VMC and Critical Engine made EASY - Multi-Engine Ground School

Introduction

This tutorial provides a comprehensive understanding of VMC, or Minimum Controllable Airspeed, and its significance in multi-engine aircraft. It aims to clarify how VMC relates to aircraft control, particularly when one engine fails, and the importance of understanding critical engines in ensuring safe flight.

Chapter 1: What is VMC

• Definition: VMC stands for Velocity Minimum Controllable, which is the minimum airspeed at which a multi-engine aircraft can maintain directional control with one engine inoperative.
• Importance: Knowing VMC helps pilots avoid situations where they may lose control of the aircraft due to insufficient speed.

Chapter 2: Determining VMC

• Aircraft Manufacturer's Role: Determining VMC is the responsibility of the aircraft manufacturer, who conducts tests to establish this critical airspeed.
• Testing Process: Test pilots perform maneuvers including shutting down engines and deploying parachutes to determine the safe VMC speed.
• Example Scenario: Consider two aircraft manufacturers claiming different VMC speeds. A lower VMC is preferable for safety, as it allows better control at lower speeds.

Chapter 3: CFR 14 25.149

• FAA Regulations: The FAA provides guidelines under FAR 25.149 to standardize how VMC is determined, ensuring manufacturers provide accurate and safe information.
• Combat Acronym: The acronym COMBATS is used to remember the criteria for determining VMC:
  • C: Critical engine
  • O: Operating engine with full power
  • M: Maximum gross weight
  • B: Bank of no more than five degrees into the operating engine
  • A: Aft center of gravity (CG) effects
  • T: Takeoff settings (gear up, flaps up)
  • S: Standard day conditions

Chapter 4: Understanding Critical Engines

• Definition: A critical engine is the engine whose failure most adversely affects the aircraft's flight characteristics.
• PAST Acronym: The acronym PAST helps identify factors contributing to critical engine status:
  • P: P-factor (thrust asymmetry)
  • A: Accelerated slipstream
  • S: Spiraling slipstream
  • T: Torque effects

Chapter 5: P-Factor

• Explanation: P-factor refers to the difference in thrust produced by the ascending and descending blades of a propeller.
• Effects: When one engine fails, the remaining engine produces more thrust on one side, causing the aircraft to yaw towards the inoperative engine.

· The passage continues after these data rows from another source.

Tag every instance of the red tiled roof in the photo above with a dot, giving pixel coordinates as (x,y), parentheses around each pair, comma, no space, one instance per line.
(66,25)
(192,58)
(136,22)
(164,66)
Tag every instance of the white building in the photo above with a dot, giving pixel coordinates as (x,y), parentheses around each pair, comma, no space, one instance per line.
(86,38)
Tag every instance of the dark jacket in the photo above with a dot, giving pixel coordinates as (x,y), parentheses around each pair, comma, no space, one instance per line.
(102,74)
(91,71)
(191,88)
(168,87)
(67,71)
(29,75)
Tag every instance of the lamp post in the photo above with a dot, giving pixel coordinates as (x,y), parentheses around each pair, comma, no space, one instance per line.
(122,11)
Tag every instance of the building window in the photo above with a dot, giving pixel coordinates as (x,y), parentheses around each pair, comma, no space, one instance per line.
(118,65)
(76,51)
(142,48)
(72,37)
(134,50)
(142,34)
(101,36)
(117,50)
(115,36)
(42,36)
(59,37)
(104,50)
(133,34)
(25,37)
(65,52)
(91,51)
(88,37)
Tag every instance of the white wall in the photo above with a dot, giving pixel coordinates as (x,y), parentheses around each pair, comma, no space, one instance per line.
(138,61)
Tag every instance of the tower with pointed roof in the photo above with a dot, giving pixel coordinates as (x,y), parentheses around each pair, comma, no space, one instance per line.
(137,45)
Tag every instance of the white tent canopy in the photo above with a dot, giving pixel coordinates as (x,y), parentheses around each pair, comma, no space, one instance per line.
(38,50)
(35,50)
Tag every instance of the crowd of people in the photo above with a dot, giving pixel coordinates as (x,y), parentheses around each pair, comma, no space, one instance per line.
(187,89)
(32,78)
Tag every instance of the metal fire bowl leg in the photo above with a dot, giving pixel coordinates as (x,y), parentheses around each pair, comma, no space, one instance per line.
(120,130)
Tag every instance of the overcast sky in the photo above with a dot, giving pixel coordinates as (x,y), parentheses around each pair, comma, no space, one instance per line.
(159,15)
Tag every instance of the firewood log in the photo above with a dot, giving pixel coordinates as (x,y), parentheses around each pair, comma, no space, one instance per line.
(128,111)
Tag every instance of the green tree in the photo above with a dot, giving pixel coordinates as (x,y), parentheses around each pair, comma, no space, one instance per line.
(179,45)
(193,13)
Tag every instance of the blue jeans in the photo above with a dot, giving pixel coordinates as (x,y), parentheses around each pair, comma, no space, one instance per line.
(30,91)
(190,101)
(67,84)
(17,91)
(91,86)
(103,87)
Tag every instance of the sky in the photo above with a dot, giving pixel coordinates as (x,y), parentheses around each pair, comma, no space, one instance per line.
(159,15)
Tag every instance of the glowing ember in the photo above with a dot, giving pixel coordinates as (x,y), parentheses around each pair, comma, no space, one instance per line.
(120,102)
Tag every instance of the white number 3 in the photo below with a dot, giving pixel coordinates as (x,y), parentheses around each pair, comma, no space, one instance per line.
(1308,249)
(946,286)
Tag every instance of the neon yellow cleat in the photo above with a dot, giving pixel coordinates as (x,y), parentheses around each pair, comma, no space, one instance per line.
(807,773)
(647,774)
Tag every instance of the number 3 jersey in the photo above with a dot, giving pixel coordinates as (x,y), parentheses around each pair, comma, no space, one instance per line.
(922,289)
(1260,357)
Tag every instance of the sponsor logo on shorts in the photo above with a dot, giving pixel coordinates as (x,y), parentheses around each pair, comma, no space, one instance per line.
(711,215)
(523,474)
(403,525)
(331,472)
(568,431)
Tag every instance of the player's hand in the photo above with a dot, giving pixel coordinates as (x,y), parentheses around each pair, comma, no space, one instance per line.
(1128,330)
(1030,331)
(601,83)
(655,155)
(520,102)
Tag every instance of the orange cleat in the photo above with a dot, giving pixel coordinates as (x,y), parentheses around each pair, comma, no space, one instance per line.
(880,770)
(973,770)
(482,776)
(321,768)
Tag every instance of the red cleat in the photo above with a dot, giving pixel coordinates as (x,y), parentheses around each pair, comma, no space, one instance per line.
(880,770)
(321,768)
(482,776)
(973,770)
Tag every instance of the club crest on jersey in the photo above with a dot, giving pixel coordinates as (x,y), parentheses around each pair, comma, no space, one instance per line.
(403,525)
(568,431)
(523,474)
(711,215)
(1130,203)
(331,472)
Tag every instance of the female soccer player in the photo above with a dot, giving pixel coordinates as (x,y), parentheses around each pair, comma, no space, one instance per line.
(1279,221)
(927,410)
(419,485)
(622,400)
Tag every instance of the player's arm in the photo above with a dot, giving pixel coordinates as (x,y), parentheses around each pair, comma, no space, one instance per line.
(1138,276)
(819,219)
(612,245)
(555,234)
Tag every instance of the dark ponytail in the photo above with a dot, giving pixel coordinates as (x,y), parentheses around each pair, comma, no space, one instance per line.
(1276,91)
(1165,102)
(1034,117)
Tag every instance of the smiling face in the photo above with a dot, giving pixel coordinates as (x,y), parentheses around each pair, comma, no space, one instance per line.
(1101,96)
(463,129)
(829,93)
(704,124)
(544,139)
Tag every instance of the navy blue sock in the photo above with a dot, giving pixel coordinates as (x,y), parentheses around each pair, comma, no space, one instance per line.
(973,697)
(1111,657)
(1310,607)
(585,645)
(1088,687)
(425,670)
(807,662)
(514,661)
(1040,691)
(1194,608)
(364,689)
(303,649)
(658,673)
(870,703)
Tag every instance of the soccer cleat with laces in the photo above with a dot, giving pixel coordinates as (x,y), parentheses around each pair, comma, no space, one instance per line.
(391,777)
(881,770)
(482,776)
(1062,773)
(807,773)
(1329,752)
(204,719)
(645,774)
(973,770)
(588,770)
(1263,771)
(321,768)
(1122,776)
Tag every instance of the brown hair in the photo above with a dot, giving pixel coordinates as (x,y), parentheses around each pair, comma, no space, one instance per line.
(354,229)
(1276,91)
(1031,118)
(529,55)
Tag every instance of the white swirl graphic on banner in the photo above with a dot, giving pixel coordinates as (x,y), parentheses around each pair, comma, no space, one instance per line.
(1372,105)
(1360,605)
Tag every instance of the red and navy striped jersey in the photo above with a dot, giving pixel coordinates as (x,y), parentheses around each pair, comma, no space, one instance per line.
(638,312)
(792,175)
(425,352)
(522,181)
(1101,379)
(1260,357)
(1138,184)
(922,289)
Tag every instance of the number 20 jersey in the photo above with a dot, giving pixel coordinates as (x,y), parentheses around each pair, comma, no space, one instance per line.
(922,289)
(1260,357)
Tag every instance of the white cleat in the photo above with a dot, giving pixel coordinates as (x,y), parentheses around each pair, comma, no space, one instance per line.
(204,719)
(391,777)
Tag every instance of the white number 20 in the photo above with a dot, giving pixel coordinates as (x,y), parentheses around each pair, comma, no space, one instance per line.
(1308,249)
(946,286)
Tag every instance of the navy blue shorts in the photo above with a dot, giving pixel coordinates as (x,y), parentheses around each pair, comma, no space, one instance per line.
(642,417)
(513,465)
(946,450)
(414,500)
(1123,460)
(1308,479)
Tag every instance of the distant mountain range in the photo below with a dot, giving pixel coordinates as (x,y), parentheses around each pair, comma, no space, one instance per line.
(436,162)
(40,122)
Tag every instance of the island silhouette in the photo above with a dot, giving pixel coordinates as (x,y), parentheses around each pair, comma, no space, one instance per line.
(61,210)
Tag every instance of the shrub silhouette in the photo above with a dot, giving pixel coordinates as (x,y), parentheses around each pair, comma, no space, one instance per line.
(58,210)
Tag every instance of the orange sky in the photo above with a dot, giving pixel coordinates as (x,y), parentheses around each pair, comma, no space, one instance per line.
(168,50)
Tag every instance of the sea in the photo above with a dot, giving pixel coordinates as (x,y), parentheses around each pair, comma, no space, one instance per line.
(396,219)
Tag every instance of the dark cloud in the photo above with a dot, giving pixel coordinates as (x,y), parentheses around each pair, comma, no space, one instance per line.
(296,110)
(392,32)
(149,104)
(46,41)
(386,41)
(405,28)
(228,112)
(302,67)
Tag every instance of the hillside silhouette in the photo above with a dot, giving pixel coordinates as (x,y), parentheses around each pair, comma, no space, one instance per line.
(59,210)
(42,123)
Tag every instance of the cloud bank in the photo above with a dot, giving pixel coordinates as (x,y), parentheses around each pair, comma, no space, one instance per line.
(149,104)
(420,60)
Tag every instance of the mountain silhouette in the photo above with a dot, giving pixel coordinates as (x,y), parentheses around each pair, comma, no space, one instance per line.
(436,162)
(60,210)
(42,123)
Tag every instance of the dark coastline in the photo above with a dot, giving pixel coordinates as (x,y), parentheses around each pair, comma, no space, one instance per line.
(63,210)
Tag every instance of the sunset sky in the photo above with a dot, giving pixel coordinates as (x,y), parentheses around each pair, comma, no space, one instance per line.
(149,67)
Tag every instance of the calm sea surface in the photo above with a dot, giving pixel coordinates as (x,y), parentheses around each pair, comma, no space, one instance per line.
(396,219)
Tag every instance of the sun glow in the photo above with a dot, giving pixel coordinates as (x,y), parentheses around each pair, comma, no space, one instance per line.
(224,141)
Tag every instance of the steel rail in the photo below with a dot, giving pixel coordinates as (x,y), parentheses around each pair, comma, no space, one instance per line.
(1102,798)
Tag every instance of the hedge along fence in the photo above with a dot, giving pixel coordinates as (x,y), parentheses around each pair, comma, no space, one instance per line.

Chapter 6: Accelerated Slipstream

• Understanding: As the aircraft flies, the operating engine accelerates the airflow over its wing, generating more lift, which can influence the aircraft's bank.
• Bank Correction: Pilots must correct for the bank induced by the slipstream using both aileron and rudder inputs.

Chapter 7: Spiraling Slipstream

• Impact on Control: The spiraling slipstream from the operating engine helps provide airflow over the rudder, aiding in maintaining control, especially when one engine is lost.

Chapter 8: Torque

• Torque Effects: When one engine fails, the torque from the operating engine can exacerbate the yawing motion, requiring proper rudder input to maintain control.
• Critical Engine Identification: Typically, in conventional twin-engine aircraft, the left engine is the critical engine due to these combined effects.

Conclusion

Understanding VMC and what constitutes a critical engine is crucial for safe multi-engine flying. Pilots must be aware that flying below VMC during critical phases can result in a loss of control. For further learning, consider obtaining a multi-engine rating or consult the FAR 25.149 regulation for detailed specifications. Safe flying depends on knowledge, preparation, and adherence to established guidelines.